Pertanto, per celebrare questa tradizione storica, che ben si ricollega all’epoca della Contesa Estense, si è deciso di organizzare una corsa podistica, in cui rimane soltanto la prodezza fisica dell’uomo, che in passato inseguiva e incitava i cavalli, ma che oggi corre da solo per la vittoria finale.

Il percorso attuale della gara di corsa a piedi interessa tutto il centro storico e tocca, oltre alle porte del Ghetto e di Brozzi, come da tradizione, anche le altre strade e piazze che costituivano gli antichi borghi della Lugo rinascimentale.

Con questo percorso i corridori passano quattro volte dal centro della manifestazione, in modo da rendere la corsa più spettacolare per il pubblico che assiste agli spettacoli.

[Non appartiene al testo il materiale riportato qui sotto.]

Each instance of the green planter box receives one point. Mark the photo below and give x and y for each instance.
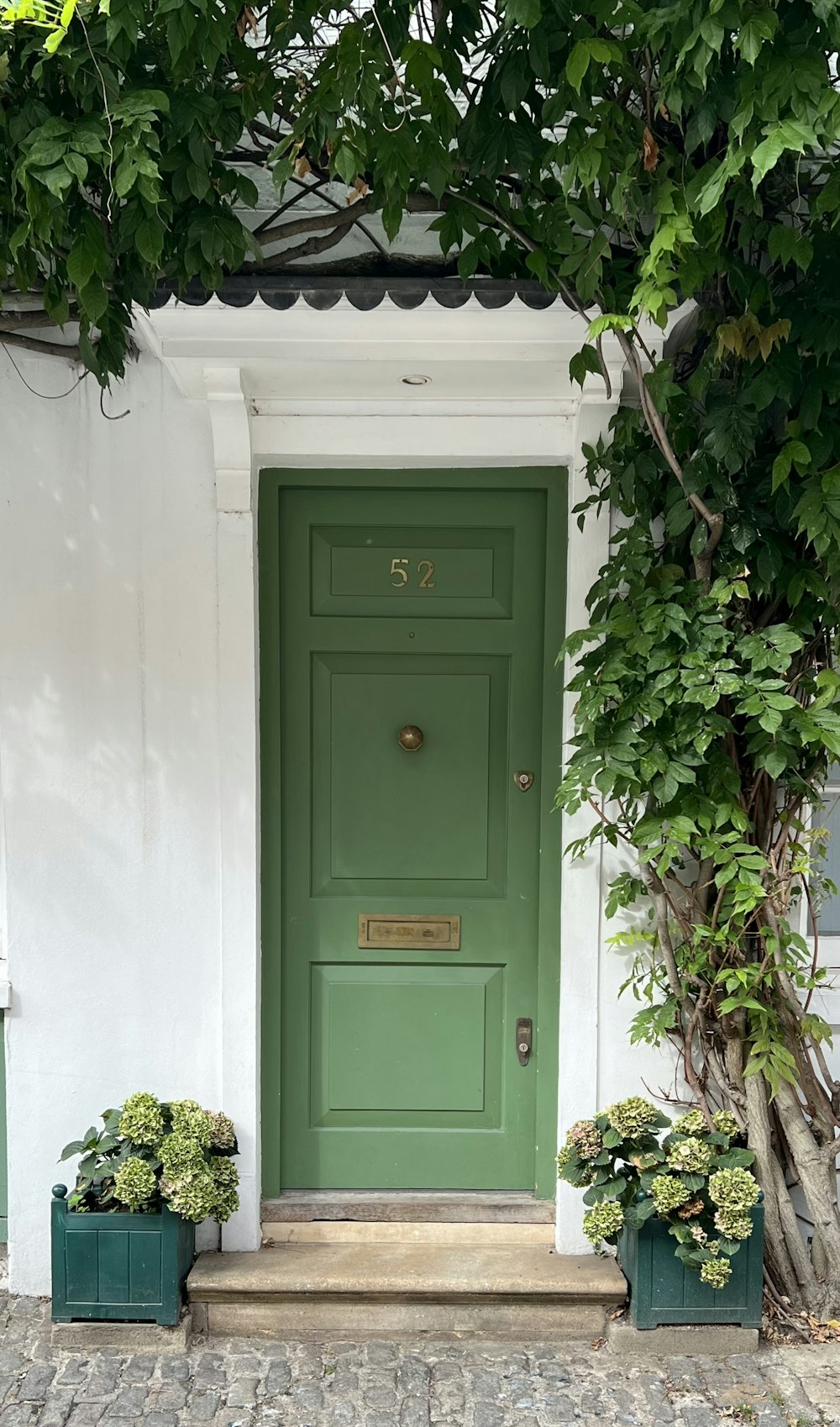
(665, 1290)
(130, 1267)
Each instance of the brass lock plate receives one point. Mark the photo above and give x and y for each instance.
(523, 1035)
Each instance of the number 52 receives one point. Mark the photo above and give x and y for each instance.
(400, 572)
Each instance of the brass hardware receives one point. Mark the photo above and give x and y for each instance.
(407, 929)
(411, 738)
(523, 1034)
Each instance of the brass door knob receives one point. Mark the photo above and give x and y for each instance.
(411, 738)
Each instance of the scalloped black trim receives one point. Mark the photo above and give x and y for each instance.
(364, 292)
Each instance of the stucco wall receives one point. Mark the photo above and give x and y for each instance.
(108, 765)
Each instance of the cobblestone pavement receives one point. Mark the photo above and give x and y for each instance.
(408, 1383)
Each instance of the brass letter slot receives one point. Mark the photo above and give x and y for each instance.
(386, 934)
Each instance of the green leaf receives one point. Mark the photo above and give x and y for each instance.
(584, 363)
(523, 12)
(578, 63)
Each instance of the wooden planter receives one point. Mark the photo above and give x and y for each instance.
(665, 1290)
(129, 1267)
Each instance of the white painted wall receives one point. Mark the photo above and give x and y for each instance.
(129, 811)
(108, 756)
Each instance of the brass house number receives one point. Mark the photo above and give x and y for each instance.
(425, 570)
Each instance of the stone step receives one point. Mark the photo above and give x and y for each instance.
(410, 1206)
(307, 1289)
(398, 1232)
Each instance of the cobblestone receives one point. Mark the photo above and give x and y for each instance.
(402, 1383)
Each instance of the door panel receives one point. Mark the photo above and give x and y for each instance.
(398, 1065)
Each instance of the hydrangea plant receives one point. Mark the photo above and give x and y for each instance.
(153, 1152)
(695, 1179)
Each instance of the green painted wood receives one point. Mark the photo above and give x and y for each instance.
(664, 1290)
(3, 1149)
(118, 1266)
(386, 1055)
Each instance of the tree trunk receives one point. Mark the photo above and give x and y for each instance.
(785, 1251)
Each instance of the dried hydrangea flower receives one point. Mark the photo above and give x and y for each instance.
(141, 1119)
(134, 1182)
(180, 1153)
(668, 1193)
(585, 1138)
(732, 1224)
(733, 1189)
(190, 1119)
(693, 1122)
(692, 1156)
(604, 1222)
(222, 1130)
(632, 1118)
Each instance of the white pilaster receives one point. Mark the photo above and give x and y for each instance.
(239, 785)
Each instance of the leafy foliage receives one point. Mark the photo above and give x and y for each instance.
(695, 1181)
(637, 155)
(602, 149)
(151, 1153)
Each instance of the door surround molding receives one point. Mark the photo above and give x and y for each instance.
(498, 423)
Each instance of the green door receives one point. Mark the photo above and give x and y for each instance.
(406, 615)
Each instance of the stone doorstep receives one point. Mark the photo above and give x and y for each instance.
(382, 1289)
(404, 1232)
(124, 1337)
(411, 1206)
(679, 1340)
(344, 1318)
(410, 1272)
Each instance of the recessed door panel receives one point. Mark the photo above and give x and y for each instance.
(406, 1046)
(398, 571)
(392, 821)
(411, 627)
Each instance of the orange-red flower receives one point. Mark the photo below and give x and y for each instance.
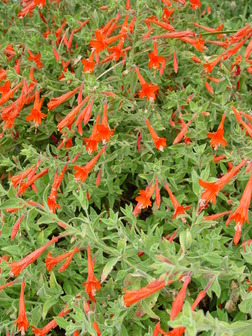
(240, 215)
(92, 284)
(212, 30)
(210, 65)
(175, 62)
(195, 4)
(22, 321)
(51, 201)
(212, 188)
(148, 90)
(69, 119)
(143, 201)
(179, 209)
(94, 139)
(184, 130)
(5, 97)
(36, 113)
(216, 216)
(88, 64)
(133, 296)
(54, 102)
(247, 126)
(157, 193)
(30, 182)
(167, 13)
(178, 302)
(5, 88)
(16, 226)
(103, 130)
(155, 59)
(82, 172)
(35, 58)
(18, 266)
(160, 143)
(217, 138)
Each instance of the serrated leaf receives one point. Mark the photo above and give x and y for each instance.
(108, 268)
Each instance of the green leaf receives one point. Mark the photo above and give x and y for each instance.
(47, 305)
(108, 268)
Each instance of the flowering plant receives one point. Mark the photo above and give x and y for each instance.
(126, 167)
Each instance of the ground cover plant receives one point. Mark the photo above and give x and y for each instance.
(126, 172)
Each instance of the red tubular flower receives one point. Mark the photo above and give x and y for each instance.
(87, 115)
(154, 59)
(160, 143)
(5, 88)
(2, 74)
(139, 136)
(133, 296)
(175, 62)
(8, 284)
(148, 90)
(195, 4)
(217, 138)
(163, 25)
(212, 188)
(195, 59)
(17, 179)
(92, 284)
(103, 130)
(143, 201)
(54, 102)
(240, 215)
(22, 321)
(51, 261)
(179, 209)
(18, 266)
(82, 172)
(248, 50)
(178, 302)
(230, 52)
(51, 201)
(16, 226)
(242, 32)
(35, 58)
(98, 179)
(93, 140)
(248, 126)
(51, 325)
(157, 193)
(88, 64)
(9, 94)
(216, 216)
(212, 30)
(209, 66)
(69, 259)
(36, 114)
(178, 35)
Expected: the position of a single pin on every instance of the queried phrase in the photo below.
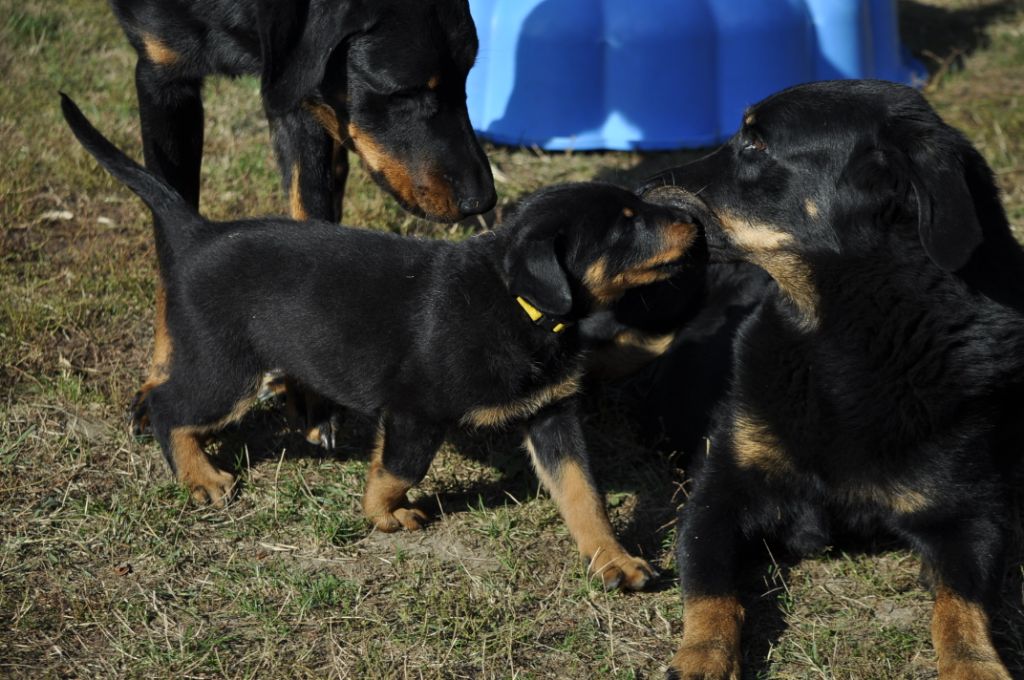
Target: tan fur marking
(326, 117)
(498, 416)
(676, 240)
(196, 471)
(811, 208)
(758, 447)
(897, 498)
(158, 51)
(711, 638)
(770, 248)
(384, 502)
(585, 515)
(297, 210)
(628, 352)
(963, 641)
(429, 190)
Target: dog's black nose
(472, 205)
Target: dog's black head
(387, 78)
(577, 248)
(848, 168)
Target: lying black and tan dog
(429, 334)
(881, 383)
(384, 79)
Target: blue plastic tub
(663, 74)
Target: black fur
(393, 69)
(421, 332)
(885, 372)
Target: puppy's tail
(176, 223)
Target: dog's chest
(525, 401)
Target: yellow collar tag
(537, 315)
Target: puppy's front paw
(704, 662)
(620, 569)
(411, 519)
(210, 485)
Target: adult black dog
(428, 334)
(881, 382)
(385, 79)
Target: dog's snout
(472, 205)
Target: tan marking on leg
(628, 352)
(160, 363)
(711, 639)
(297, 210)
(426, 189)
(584, 512)
(498, 416)
(773, 250)
(963, 641)
(757, 447)
(158, 51)
(384, 502)
(204, 480)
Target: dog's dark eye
(755, 144)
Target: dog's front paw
(973, 670)
(209, 485)
(411, 519)
(704, 662)
(620, 569)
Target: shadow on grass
(943, 36)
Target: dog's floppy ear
(297, 39)
(936, 167)
(535, 273)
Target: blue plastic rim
(663, 74)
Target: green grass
(108, 569)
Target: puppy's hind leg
(558, 452)
(406, 447)
(181, 416)
(965, 559)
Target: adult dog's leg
(406, 447)
(171, 114)
(965, 557)
(313, 167)
(708, 544)
(556, 445)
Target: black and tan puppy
(882, 382)
(384, 79)
(428, 334)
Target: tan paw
(705, 662)
(411, 519)
(210, 486)
(973, 670)
(622, 570)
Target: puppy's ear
(947, 221)
(934, 160)
(535, 273)
(297, 39)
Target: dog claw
(624, 571)
(411, 519)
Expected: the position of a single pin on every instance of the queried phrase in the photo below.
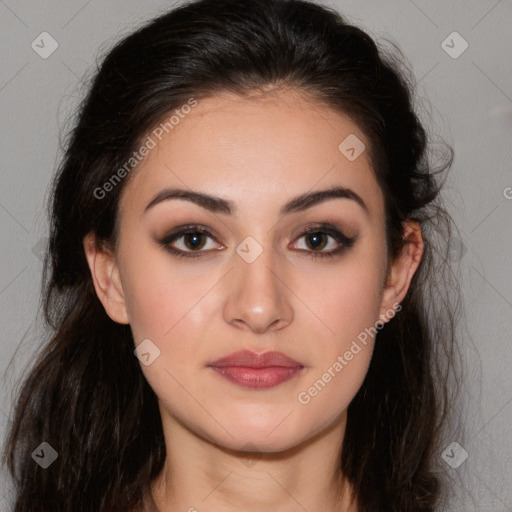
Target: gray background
(470, 104)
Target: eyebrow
(219, 205)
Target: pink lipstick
(256, 371)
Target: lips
(256, 371)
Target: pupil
(194, 237)
(317, 237)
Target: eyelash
(325, 228)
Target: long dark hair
(86, 395)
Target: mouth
(256, 371)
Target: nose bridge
(258, 298)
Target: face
(241, 272)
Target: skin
(231, 448)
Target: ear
(106, 279)
(401, 270)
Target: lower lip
(257, 378)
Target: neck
(202, 476)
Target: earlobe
(106, 279)
(402, 269)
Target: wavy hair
(85, 393)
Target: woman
(243, 280)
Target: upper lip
(250, 359)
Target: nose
(258, 298)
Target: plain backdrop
(464, 82)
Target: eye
(194, 240)
(317, 239)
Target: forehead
(256, 151)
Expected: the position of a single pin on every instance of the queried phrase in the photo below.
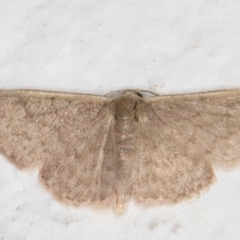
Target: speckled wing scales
(180, 139)
(64, 135)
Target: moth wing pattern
(181, 141)
(63, 135)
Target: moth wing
(179, 141)
(64, 135)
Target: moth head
(126, 106)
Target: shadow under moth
(102, 151)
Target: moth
(104, 151)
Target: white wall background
(87, 46)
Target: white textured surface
(98, 46)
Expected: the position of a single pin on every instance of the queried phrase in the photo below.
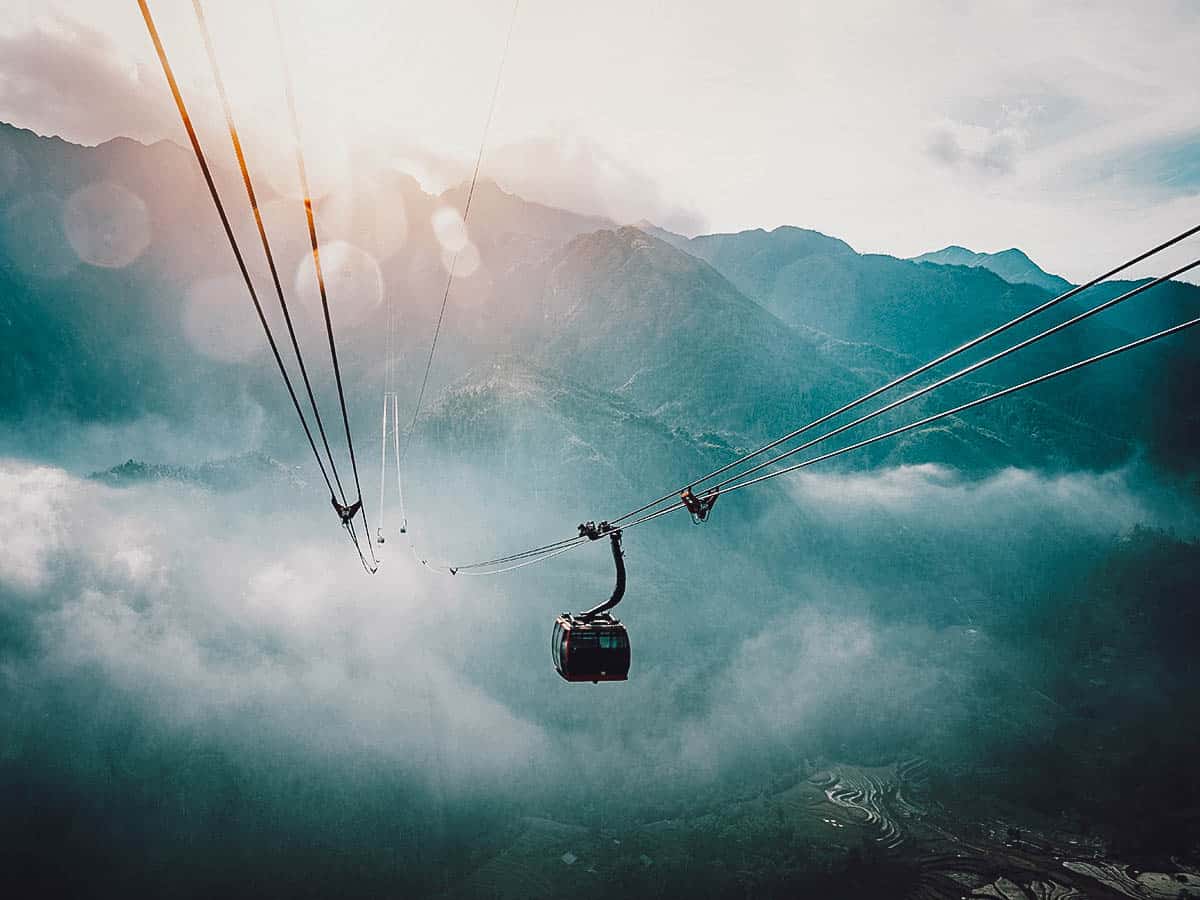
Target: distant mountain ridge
(743, 336)
(1013, 265)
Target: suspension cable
(466, 214)
(316, 261)
(877, 391)
(971, 405)
(955, 376)
(876, 438)
(228, 229)
(713, 490)
(262, 233)
(921, 370)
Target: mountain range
(736, 336)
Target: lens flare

Al raggiungimento di ogni porta i corridori devono prelevare un nastro bianco, uno rosso ed uno azzurro, in modo da poter dimostrare il loro effettivo passaggio dalle due porte e da ricomporre i colori araldici della Città di Lugo (bianco e rosso) e della Casa d’Este (bianco e azzurro).

Al termine della corsa vince il primo corridore che tocca il drappo della Contesa Estense.

Partecipano alla corsa due atleti per ciascun Rione, reperiti dai Rioni stessi tra i residenti nel Comune di Lugo.

Le regole della corsa sono analoghe a quelle delle gare di mezzo fondo dell’atletica leggera.

Per dare un aspetto di maggiore storicità si corre in costume rinascimentale composto da camicia bianca con due nastri dei colori del proprio rione sulle maniche e pantaloncini bianchi.